Jack just gave the captain his best Esmeralda-as-a-transvestite smile. Phoebus knew Jack could kick the crap out of him if he wanted to.

In truth, Jack was grateful to Captain Phoebus for making Claudia feel guilty; Phoebus had made Jack feel a little less guilty about the fact that he and Claudia were drifting apart.

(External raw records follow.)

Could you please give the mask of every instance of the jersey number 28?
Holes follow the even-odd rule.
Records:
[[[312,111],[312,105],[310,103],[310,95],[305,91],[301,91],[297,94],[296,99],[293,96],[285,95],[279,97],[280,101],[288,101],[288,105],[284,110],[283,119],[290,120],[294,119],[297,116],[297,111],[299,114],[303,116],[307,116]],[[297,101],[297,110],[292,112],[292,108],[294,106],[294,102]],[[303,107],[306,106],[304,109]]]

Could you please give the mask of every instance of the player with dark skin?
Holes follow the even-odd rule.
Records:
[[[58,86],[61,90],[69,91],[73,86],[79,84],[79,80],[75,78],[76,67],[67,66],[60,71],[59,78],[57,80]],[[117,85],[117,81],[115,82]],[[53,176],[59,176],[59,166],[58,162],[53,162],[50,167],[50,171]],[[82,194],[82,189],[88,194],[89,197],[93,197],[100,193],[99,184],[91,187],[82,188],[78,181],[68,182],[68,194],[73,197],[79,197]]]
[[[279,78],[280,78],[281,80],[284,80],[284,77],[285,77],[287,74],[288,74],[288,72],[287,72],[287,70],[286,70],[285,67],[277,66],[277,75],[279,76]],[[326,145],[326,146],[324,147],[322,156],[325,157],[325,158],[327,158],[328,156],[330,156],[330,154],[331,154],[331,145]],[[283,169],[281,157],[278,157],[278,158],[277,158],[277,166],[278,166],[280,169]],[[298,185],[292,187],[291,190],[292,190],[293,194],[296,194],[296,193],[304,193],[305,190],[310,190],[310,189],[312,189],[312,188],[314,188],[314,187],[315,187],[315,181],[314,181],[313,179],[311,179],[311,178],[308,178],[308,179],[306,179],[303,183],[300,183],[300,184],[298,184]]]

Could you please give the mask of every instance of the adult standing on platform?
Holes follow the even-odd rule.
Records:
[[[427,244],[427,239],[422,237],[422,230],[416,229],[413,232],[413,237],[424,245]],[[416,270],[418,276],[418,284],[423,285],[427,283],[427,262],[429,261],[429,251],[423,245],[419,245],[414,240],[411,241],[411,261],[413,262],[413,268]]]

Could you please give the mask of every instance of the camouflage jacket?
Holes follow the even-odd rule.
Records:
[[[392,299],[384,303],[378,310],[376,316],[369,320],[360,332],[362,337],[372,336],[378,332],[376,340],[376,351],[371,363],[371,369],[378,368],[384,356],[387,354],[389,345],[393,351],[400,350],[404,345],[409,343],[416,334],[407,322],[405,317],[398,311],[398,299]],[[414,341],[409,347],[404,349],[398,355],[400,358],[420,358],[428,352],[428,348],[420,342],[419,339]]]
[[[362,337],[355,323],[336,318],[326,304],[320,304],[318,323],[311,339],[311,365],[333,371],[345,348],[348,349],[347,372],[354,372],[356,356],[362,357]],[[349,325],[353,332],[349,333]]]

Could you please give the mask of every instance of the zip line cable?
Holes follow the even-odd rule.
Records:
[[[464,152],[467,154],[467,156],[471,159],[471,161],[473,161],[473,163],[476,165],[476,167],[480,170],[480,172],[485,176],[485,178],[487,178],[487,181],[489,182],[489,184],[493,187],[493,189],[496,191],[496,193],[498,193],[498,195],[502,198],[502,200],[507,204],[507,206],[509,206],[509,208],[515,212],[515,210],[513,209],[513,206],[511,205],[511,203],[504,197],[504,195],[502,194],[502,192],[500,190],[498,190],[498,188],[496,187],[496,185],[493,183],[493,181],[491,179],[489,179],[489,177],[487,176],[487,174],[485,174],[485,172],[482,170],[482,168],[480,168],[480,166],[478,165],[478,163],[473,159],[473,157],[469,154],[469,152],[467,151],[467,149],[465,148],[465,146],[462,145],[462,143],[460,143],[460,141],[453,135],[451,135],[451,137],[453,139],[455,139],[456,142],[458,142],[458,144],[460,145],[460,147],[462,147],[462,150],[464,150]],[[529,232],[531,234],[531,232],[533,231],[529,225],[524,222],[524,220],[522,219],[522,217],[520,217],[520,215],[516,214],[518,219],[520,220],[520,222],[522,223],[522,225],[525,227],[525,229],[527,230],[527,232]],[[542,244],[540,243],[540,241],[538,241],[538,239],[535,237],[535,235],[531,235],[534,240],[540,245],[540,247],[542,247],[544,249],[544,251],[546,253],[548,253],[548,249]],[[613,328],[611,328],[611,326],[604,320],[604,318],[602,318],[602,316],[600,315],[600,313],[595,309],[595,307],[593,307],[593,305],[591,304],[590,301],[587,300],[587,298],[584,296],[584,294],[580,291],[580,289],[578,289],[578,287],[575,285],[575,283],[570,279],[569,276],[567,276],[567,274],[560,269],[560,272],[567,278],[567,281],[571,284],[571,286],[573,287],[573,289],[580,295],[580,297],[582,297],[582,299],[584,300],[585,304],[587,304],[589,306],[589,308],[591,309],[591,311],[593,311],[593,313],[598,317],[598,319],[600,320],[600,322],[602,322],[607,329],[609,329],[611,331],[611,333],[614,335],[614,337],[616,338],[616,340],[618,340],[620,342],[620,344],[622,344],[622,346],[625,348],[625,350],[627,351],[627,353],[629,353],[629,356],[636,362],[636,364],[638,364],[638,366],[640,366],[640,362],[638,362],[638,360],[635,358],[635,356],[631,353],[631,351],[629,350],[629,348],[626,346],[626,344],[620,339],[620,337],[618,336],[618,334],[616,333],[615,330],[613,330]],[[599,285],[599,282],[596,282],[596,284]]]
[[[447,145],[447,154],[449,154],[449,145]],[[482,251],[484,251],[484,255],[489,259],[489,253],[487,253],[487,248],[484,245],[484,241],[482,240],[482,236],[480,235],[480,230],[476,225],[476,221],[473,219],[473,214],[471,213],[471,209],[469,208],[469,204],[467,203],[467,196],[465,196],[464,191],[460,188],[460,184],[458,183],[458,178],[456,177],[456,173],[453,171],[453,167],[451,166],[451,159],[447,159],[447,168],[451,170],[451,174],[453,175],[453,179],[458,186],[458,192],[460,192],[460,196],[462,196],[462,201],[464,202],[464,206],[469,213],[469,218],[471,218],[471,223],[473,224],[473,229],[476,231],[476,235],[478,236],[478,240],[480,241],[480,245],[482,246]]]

The summer following their graduation from the University of New Hampshire, Claudia and Jack finally went their separate ways. She was going the graduate-student route—an MFA theater program at one of the Big Ten universities. (Jack would make a point of forgetting which one.) It seemed sensible for them to apply to different summer-stock playhouses that summer. Claudia was at a Shakespeare festival in New Jersey. Jack did a Beauty and the Beast and a Peter Pan and Wendy at a children’s theater workshop in Cambridge, Massachusetts.

He might have been feeling nostalgic about his lost friend Noah Rosen—or Noah’s more irrevocably lost sister, Leah—but Jack fondly recalled those foreign films in the movie theaters around Harvard Square. A summer of subtitles—and audiences of children, and their young mothers—somehow suited him.

Claudia said—and if these weren’t truly her last spoken words to him, they were the last words he would remember—“What do you want to perform for children for? You don’t want any.”

Jack played the Beast to an older-woman Belle; she was also one of the founders of the children’s theater workshop, and she’d hired him. Yes, he slept with her—they had a summer-long affair, not a day longer. She was way too old to play Wendy to Jack’s Peter Pan, but she was a reasonably youthful-looking Mrs. Darling—Wendy’s mom. (Imagine Peter Pan screwing Wendy’s mother, if only for a summer.)

Jack needed to go to graduate school, to continue to be a student, or else get a real job—hence a green card—if he didn’t want to go back to Canada, and he didn’t. Emma, once again, would save him. She’d been out of Iowa for two years, living in Los Angeles and writing her first novel, which sounded like a contradiction in terms. Who went to L.A. to write a novel ? But being an outsider had always suited Emma.

She’d found a job reading scripts at one of the studios; like Jack, she was still a Canadian citizen and had only a Canadian passport, but Emma also had a green card. The script-reading job was more the result of her year as a comedy writer for New York television than it was anything she’d prepared herself to do at the Iowa Writers’ Workshop. She was writing her novel, which Emma said was to be her revenge on the time she’d wasted as a film major—and all the while she was, as she put it, “working for the enemy and getting paid for it.”